Context
I am developing my data science skills in areas outside of my previous work. An interesting problem for me was to identify which factors influence life expectancy on a national level. There is an existing Kaggle data set that explored this, but that information was corrupted. Part of the problem solving process is to step back periodically and ask "does this make sense?" Without reasonable data, it is harder to notice mistakes in my analysis code (as opposed to unusual behavior due to the data itself). I wanted to make a similar data set, but with reliable information.

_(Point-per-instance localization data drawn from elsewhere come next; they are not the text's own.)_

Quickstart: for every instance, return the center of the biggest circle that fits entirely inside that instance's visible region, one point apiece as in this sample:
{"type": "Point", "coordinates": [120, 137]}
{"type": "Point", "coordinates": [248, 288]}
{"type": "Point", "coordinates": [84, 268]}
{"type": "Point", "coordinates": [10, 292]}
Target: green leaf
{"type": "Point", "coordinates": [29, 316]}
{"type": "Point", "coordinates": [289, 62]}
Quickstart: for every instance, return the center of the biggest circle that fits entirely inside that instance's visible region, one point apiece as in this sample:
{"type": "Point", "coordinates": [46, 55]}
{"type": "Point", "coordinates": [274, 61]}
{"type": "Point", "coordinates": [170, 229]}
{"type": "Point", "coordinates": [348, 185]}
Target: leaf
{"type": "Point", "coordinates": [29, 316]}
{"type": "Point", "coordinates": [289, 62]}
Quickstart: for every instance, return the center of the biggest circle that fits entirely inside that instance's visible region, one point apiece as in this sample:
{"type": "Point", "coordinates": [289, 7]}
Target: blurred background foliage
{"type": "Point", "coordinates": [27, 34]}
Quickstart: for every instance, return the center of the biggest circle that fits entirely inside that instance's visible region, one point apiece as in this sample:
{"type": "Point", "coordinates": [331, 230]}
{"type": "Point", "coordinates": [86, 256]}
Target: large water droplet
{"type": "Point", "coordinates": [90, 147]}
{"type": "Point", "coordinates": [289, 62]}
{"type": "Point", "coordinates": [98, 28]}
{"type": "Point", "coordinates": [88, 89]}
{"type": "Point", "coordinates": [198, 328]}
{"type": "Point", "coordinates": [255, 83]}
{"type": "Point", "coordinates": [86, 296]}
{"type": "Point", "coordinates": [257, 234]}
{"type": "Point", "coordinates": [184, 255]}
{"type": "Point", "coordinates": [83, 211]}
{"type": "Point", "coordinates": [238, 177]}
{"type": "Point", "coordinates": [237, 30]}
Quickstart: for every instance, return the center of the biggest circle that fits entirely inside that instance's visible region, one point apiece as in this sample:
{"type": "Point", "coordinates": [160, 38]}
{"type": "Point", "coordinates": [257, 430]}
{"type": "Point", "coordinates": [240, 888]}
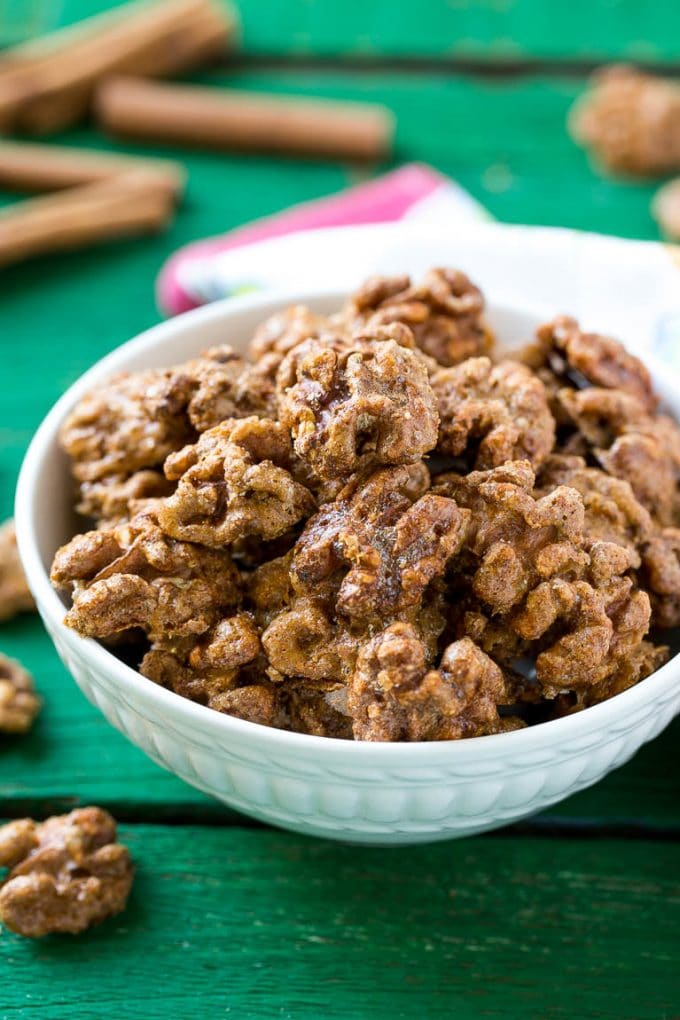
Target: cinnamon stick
{"type": "Point", "coordinates": [226, 118]}
{"type": "Point", "coordinates": [47, 87]}
{"type": "Point", "coordinates": [31, 166]}
{"type": "Point", "coordinates": [126, 205]}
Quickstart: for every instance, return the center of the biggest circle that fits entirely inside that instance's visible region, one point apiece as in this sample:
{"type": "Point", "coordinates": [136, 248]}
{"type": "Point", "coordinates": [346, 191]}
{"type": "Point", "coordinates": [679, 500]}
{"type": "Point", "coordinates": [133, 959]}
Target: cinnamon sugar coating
{"type": "Point", "coordinates": [630, 443]}
{"type": "Point", "coordinates": [445, 311]}
{"type": "Point", "coordinates": [18, 702]}
{"type": "Point", "coordinates": [135, 421]}
{"type": "Point", "coordinates": [589, 358]}
{"type": "Point", "coordinates": [352, 407]}
{"type": "Point", "coordinates": [395, 696]}
{"type": "Point", "coordinates": [501, 411]}
{"type": "Point", "coordinates": [65, 874]}
{"type": "Point", "coordinates": [14, 595]}
{"type": "Point", "coordinates": [371, 556]}
{"type": "Point", "coordinates": [271, 534]}
{"type": "Point", "coordinates": [234, 482]}
{"type": "Point", "coordinates": [135, 576]}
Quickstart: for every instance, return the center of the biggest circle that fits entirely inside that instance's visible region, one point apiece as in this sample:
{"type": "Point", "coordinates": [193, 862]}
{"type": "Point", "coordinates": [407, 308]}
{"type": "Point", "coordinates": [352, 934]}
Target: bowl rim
{"type": "Point", "coordinates": [164, 705]}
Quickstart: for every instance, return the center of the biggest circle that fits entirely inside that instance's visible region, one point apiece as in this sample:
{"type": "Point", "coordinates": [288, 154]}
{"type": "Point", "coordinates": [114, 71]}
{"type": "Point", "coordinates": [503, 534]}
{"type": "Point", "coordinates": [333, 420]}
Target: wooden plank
{"type": "Point", "coordinates": [259, 924]}
{"type": "Point", "coordinates": [505, 142]}
{"type": "Point", "coordinates": [489, 31]}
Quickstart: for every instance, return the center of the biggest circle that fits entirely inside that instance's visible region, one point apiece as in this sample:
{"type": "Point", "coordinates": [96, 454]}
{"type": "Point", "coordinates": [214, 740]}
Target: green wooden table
{"type": "Point", "coordinates": [574, 914]}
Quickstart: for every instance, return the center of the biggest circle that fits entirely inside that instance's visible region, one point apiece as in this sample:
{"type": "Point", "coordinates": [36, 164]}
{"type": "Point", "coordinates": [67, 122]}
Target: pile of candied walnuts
{"type": "Point", "coordinates": [379, 527]}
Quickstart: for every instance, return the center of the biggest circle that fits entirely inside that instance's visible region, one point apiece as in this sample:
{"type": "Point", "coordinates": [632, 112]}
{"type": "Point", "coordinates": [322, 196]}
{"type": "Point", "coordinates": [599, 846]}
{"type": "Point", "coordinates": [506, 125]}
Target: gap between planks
{"type": "Point", "coordinates": [488, 67]}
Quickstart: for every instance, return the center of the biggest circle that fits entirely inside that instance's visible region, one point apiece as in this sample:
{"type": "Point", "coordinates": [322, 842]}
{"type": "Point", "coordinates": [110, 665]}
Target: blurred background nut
{"type": "Point", "coordinates": [666, 209]}
{"type": "Point", "coordinates": [18, 702]}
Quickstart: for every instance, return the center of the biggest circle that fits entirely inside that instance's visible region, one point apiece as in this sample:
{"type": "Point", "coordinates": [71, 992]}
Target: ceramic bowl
{"type": "Point", "coordinates": [354, 792]}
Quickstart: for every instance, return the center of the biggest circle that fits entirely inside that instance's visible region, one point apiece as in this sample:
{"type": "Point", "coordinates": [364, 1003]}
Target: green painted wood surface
{"type": "Point", "coordinates": [268, 925]}
{"type": "Point", "coordinates": [572, 915]}
{"type": "Point", "coordinates": [59, 315]}
{"type": "Point", "coordinates": [499, 31]}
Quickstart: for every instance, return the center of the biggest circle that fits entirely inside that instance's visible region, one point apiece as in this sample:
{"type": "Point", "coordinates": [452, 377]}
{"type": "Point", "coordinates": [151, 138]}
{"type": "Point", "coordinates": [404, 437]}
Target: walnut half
{"type": "Point", "coordinates": [65, 874]}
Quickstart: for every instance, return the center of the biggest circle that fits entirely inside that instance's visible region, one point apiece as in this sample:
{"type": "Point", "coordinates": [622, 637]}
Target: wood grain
{"type": "Point", "coordinates": [254, 923]}
{"type": "Point", "coordinates": [528, 171]}
{"type": "Point", "coordinates": [489, 31]}
{"type": "Point", "coordinates": [249, 922]}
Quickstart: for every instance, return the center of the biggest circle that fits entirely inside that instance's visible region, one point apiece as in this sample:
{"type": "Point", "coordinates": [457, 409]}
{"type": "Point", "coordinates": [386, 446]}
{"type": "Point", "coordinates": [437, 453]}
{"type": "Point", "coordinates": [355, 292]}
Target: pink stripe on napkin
{"type": "Point", "coordinates": [384, 199]}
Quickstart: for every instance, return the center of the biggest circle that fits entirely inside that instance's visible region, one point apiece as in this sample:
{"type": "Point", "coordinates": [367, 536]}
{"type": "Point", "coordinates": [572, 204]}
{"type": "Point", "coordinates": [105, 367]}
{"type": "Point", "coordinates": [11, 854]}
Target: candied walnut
{"type": "Point", "coordinates": [317, 709]}
{"type": "Point", "coordinates": [588, 359]}
{"type": "Point", "coordinates": [236, 481]}
{"type": "Point", "coordinates": [284, 329]}
{"type": "Point", "coordinates": [254, 703]}
{"type": "Point", "coordinates": [224, 386]}
{"type": "Point", "coordinates": [134, 575]}
{"type": "Point", "coordinates": [661, 573]}
{"type": "Point", "coordinates": [612, 513]}
{"type": "Point", "coordinates": [630, 121]}
{"type": "Point", "coordinates": [65, 874]}
{"type": "Point", "coordinates": [354, 408]}
{"type": "Point", "coordinates": [18, 702]}
{"type": "Point", "coordinates": [379, 546]}
{"type": "Point", "coordinates": [495, 412]}
{"type": "Point", "coordinates": [516, 540]}
{"type": "Point", "coordinates": [111, 499]}
{"type": "Point", "coordinates": [592, 632]}
{"type": "Point", "coordinates": [270, 589]}
{"type": "Point", "coordinates": [372, 556]}
{"type": "Point", "coordinates": [445, 311]}
{"type": "Point", "coordinates": [136, 420]}
{"type": "Point", "coordinates": [205, 668]}
{"type": "Point", "coordinates": [394, 696]}
{"type": "Point", "coordinates": [641, 661]}
{"type": "Point", "coordinates": [630, 444]}
{"type": "Point", "coordinates": [14, 595]}
{"type": "Point", "coordinates": [666, 209]}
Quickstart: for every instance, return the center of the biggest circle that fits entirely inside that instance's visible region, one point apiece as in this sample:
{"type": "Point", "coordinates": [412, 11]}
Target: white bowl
{"type": "Point", "coordinates": [354, 792]}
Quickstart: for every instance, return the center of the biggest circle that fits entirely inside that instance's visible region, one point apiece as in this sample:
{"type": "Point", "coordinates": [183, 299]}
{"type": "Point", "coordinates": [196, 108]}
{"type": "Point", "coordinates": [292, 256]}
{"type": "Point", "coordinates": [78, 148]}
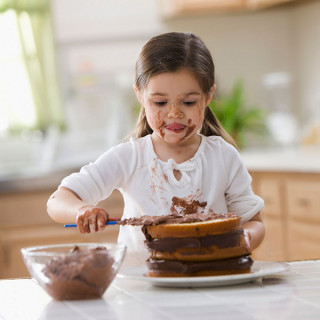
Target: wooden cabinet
{"type": "Point", "coordinates": [291, 215]}
{"type": "Point", "coordinates": [177, 8]}
{"type": "Point", "coordinates": [24, 222]}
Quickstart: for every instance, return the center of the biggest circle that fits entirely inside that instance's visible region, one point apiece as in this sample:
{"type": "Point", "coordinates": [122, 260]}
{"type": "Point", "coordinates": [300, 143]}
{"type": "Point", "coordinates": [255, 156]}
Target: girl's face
{"type": "Point", "coordinates": [174, 105]}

This is my first time exploring life expectancy, so I had to guess which features might be of interest when making the data set. Some were included for comparison with the other Kaggle data set. A number of potentially interesting features (like air pollution) were left off due to limited year or country coverage. Since the data was collected from more than one server, some features are present more than once, to explore the differences.
Content
A goal of the World Health Organization (WHO) is to ensure that a billion more people are protected from health emergencies, and provided better health and well-being. They provide public data collected from many sources to identify and monitor factors that are important to reach this goal. This set was primarily made using GHO (Global Health Observatory) and UNESCO (United Nations Educational Scientific and Culture Organization) information. The set covers the years 2000-2016 for 183 countries, in a single CSV file. Missing data is left in place, for the user to decide how to deal with it.
Three notebooks are provided for my cursory analysis, a comparison with the other Kaggle set, and a template for creating this data set.
Inspiration
There is a lot to explore, if the user is interested. The GHO server alone has over 2000 "indicators".
How are the GHO and UNESCO life expectancies calculated, and what is causing the difference? That could also be asked for Gross National Income (GNI) and mortality features.
How does the life expectancy after age 60 compare to the life expectancy at birth? Is the relationship with the features in this data set different for those two targets?
What other indicators on the servers might be interesting to use? Some of the GHO indicators are different studies with different coverage. Can they be combined to make a more useful and robust data feature?
Unraveling the correlations between the features would take significant work.